4 · Alignment, not fusion
Power stays distributed and revocable; goals get unified. The apex star is a mission every office can see, not a chair one person sits in. That's the difference between a tree and a throne — and it's the whole design.
The engineering problem of the American century, stated plainly: cut the coordination tax to zero without touching a single real check. It’s doable, because most of the tax was never load-bearing — change orders don’t stop despots, 30,000 zoning vetoes don’t guard liberty, and a 15-year green-card queue protects no one.
That’s what the tree means, read correctly. Not fifty stars fused into one — fifty stars, still distinct, choosing the same direction. Unity as protocol, not as ruler. An appeal to heaven, filed as a pull request.
06 · The Protocol
★ E Pluribus Unum · 1782 ★
The motto on the Great Seal was never a description. It was a to-do item — the hardest one ever written: out of many, one, without a crown.

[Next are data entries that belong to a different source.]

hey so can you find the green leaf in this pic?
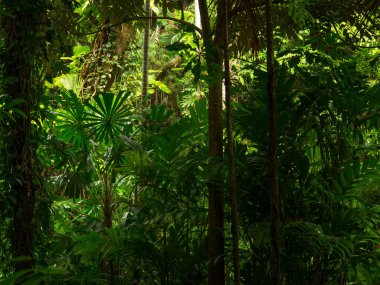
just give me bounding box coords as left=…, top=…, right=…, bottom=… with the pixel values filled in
left=0, top=269, right=34, bottom=285
left=86, top=91, right=131, bottom=143
left=52, top=89, right=89, bottom=148
left=150, top=79, right=171, bottom=94
left=73, top=45, right=90, bottom=56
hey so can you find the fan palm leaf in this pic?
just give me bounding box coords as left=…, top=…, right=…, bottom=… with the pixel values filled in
left=85, top=91, right=131, bottom=144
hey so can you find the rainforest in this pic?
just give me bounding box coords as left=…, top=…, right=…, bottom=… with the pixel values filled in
left=0, top=0, right=379, bottom=284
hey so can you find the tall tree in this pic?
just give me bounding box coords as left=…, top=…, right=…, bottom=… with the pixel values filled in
left=223, top=0, right=240, bottom=283
left=265, top=0, right=282, bottom=284
left=142, top=0, right=151, bottom=100
left=1, top=0, right=46, bottom=270
left=197, top=0, right=225, bottom=284
left=194, top=0, right=201, bottom=29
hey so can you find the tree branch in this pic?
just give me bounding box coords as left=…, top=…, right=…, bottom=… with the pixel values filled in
left=59, top=16, right=203, bottom=37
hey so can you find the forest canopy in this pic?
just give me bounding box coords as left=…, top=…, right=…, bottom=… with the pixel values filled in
left=0, top=0, right=379, bottom=284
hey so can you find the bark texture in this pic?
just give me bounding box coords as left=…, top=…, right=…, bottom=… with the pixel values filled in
left=103, top=173, right=113, bottom=229
left=81, top=22, right=133, bottom=97
left=1, top=0, right=46, bottom=271
left=198, top=0, right=225, bottom=284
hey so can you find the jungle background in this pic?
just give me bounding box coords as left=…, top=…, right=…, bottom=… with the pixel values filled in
left=0, top=0, right=380, bottom=284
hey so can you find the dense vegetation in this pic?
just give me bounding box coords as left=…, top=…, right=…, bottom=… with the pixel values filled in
left=0, top=0, right=379, bottom=284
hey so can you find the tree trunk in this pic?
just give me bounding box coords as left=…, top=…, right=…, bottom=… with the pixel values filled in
left=142, top=0, right=151, bottom=101
left=81, top=19, right=110, bottom=97
left=103, top=173, right=113, bottom=229
left=100, top=172, right=116, bottom=283
left=81, top=22, right=133, bottom=97
left=223, top=1, right=240, bottom=284
left=266, top=0, right=282, bottom=284
left=1, top=0, right=46, bottom=271
left=197, top=0, right=225, bottom=284
left=194, top=0, right=201, bottom=29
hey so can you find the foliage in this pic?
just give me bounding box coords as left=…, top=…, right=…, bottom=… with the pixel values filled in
left=234, top=29, right=380, bottom=284
left=0, top=0, right=380, bottom=284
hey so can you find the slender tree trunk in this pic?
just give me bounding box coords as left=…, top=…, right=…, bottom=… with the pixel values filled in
left=198, top=0, right=225, bottom=284
left=1, top=0, right=46, bottom=271
left=194, top=0, right=202, bottom=110
left=103, top=173, right=113, bottom=229
left=266, top=0, right=282, bottom=284
left=101, top=171, right=116, bottom=283
left=223, top=1, right=240, bottom=284
left=194, top=0, right=201, bottom=29
left=142, top=0, right=151, bottom=101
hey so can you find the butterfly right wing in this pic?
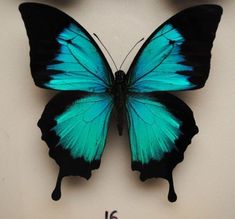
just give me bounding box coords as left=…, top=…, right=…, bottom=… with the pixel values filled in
left=38, top=91, right=113, bottom=200
left=19, top=3, right=114, bottom=92
left=124, top=5, right=222, bottom=202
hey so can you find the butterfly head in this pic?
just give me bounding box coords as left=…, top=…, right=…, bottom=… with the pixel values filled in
left=115, top=70, right=125, bottom=84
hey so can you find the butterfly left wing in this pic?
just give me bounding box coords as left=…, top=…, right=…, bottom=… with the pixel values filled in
left=126, top=5, right=222, bottom=92
left=126, top=93, right=198, bottom=202
left=19, top=3, right=114, bottom=92
left=38, top=91, right=113, bottom=200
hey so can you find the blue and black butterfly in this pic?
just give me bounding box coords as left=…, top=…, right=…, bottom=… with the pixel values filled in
left=19, top=3, right=222, bottom=202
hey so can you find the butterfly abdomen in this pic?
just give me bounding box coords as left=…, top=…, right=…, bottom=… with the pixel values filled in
left=112, top=70, right=128, bottom=136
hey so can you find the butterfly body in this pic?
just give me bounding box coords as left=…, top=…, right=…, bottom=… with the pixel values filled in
left=19, top=3, right=222, bottom=202
left=112, top=70, right=128, bottom=135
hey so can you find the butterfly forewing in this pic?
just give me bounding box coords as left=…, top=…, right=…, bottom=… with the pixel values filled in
left=19, top=2, right=114, bottom=92
left=126, top=5, right=222, bottom=92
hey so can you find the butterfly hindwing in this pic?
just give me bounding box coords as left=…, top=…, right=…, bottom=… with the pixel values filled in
left=126, top=93, right=198, bottom=202
left=127, top=5, right=222, bottom=92
left=19, top=3, right=114, bottom=92
left=38, top=91, right=113, bottom=200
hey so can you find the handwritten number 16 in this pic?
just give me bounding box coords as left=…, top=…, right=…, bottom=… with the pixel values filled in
left=105, top=210, right=118, bottom=219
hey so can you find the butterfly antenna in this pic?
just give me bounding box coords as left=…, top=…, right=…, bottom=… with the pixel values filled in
left=119, top=37, right=144, bottom=70
left=93, top=33, right=118, bottom=71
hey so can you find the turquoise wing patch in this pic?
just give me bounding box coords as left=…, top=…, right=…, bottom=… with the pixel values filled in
left=126, top=93, right=182, bottom=163
left=46, top=24, right=112, bottom=92
left=53, top=93, right=113, bottom=161
left=128, top=24, right=195, bottom=92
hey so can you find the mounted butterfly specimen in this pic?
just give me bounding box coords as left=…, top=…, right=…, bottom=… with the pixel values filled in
left=19, top=3, right=222, bottom=202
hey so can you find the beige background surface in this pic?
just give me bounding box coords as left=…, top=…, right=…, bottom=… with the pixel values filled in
left=0, top=0, right=235, bottom=218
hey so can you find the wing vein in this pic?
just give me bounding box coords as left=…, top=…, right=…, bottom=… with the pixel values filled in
left=129, top=43, right=175, bottom=86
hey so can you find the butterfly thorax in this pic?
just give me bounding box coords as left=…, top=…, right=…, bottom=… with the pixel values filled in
left=112, top=70, right=127, bottom=136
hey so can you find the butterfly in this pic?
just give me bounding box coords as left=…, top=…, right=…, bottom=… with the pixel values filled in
left=19, top=3, right=222, bottom=202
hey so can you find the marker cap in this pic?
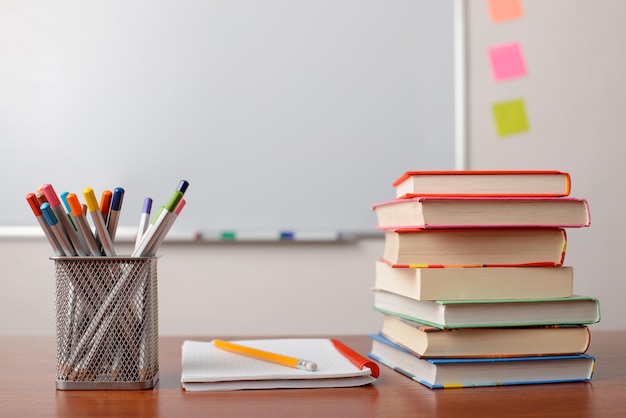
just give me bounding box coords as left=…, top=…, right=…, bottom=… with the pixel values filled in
left=111, top=187, right=125, bottom=210
left=41, top=184, right=61, bottom=207
left=41, top=203, right=59, bottom=226
left=66, top=193, right=84, bottom=216
left=60, top=192, right=72, bottom=213
left=177, top=180, right=190, bottom=194
left=175, top=199, right=186, bottom=216
left=142, top=197, right=153, bottom=214
left=26, top=193, right=42, bottom=216
left=165, top=191, right=184, bottom=212
left=83, top=188, right=100, bottom=212
left=99, top=190, right=113, bottom=214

Two hundred and fifty years in, the many is solved — 330 million people, fifty free states, the deepest talent pool on Earth. The unum is the unfinished work: connecting what is plural without flattening it. The common sense is already written; the tree is already planted. Build the alignment of many that moves at the speed of one. That’s the whole assignment, and tomorrow it turns 250.